Can alpaca's be trained to do tricks? Also, is there any enrichment toys that they like to play with?

Alpaca Training

Alpacas are extremely bright and can be trained to do lots of things that could be considered tricks.  I think most people make the mistake of confusing a lack of intelligence with a lack of motivation.  Most domestic animals with the exception of many dogs are not particularly interested in making their mission in life pleasing us ‘two-legged’.   

Cats are a great example.

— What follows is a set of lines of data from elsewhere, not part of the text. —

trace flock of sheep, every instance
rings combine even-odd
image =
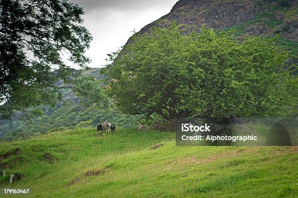
[[[104,122],[101,125],[97,125],[97,132],[102,131],[103,132],[109,133],[110,129],[112,132],[116,130],[116,126],[115,125],[111,124],[108,122]],[[149,130],[148,126],[143,125],[139,124],[138,125],[138,129],[139,130]]]

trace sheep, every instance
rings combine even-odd
[[[232,115],[230,115],[229,118],[233,124],[238,124],[239,125],[242,125],[242,121],[241,118],[235,118]]]
[[[102,124],[102,129],[104,132],[109,133],[109,129],[111,128],[111,123],[107,122],[104,122]]]
[[[103,129],[102,129],[102,125],[97,125],[97,132],[100,130],[102,130],[103,131]]]
[[[111,130],[112,131],[114,131],[115,130],[116,130],[116,126],[115,126],[115,125],[112,125],[111,126]]]
[[[139,129],[139,130],[140,131],[149,130],[149,128],[148,126],[146,126],[146,125],[143,125],[140,124],[138,125],[138,129]]]
[[[9,178],[9,182],[12,183],[13,182],[13,178],[14,178],[14,174],[10,174],[10,177]]]

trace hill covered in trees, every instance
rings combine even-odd
[[[83,72],[84,75],[95,76],[97,79],[106,78],[99,74],[100,69],[90,68]],[[140,116],[114,113],[93,106],[85,105],[85,99],[76,96],[70,89],[62,90],[63,99],[54,108],[42,106],[40,116],[22,118],[21,113],[11,121],[0,120],[0,139],[3,141],[21,140],[46,133],[50,129],[62,130],[68,127],[93,126],[108,121],[117,126],[131,127]],[[28,118],[28,119],[27,119]],[[95,130],[95,129],[94,129]]]

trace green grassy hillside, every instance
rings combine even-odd
[[[11,184],[7,176],[0,182],[31,188],[26,197],[298,195],[297,146],[183,147],[174,139],[169,132],[118,129],[97,136],[83,128],[1,143],[1,166],[22,179]],[[43,158],[45,153],[55,158]]]

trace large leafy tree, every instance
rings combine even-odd
[[[173,24],[135,35],[105,70],[115,108],[166,121],[293,113],[298,84],[284,69],[288,52],[276,38],[240,41],[232,34],[202,26],[186,35]]]
[[[92,37],[81,24],[82,8],[67,0],[0,1],[0,116],[53,105],[71,81],[63,56],[81,67]],[[53,72],[54,69],[56,70]]]

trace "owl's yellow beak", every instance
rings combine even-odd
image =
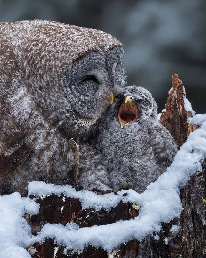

They are really smart but not particularly motivated to please.  Alpacas are very cat-like, ironically not only are they cat like in their temperament but share many physical qualities as well.  I wrote an article comparing cats and camelids back in the early 90's that has appeared in several magazines in one version or another over the years and is available to members in the Camelidynamics Guild Library. 

So the problem becomes making our agenda important and relevant to the alpaca.  Alpacas that are food motivated would be much easier to train for this reason.  Clicker training would be my first choice for teaching tricks.  Amy and Jim Logan have done a wonderful series of videos about clicker training for camelids that are available from several different sources.  The major focus of my training is teaching the two-legged to be better handlers rather than actually teaching the alpacas various behaviors.  In most management situations we really want the alpaca to do NOTHING so the thrust of my work is to teach the humans to behave in a way that the alpaca finds non-threatening. Taken together the two types of training are very compatible.

As far as enrichment toys go I think you could let your imagination run wild.  In my experience the very best toy for alpacas is a mound of dirt in the pasture; it doesn't have to be very big but the bigger the better.  Alpacas will spend hours playing king of the hill.  Balls and dangly things can be good fun particularly for young alpacas.  As long as the toy doesn't pose a danger, the sky is the limit.  I think having things for young alpacas to do is very important, particularly if they don't have a playmate their own age.  Beware of becoming a toy for your alpacas.  In my opinion it is not a good idea to allow young alpacas, particularly males, to use you as a source of amusement; allowing your young alpacas to pick at your clothes, shoelaces, or to rub against you. This often leads to running at the human or bumping the human from behind and can get dangerous when the baby grows up.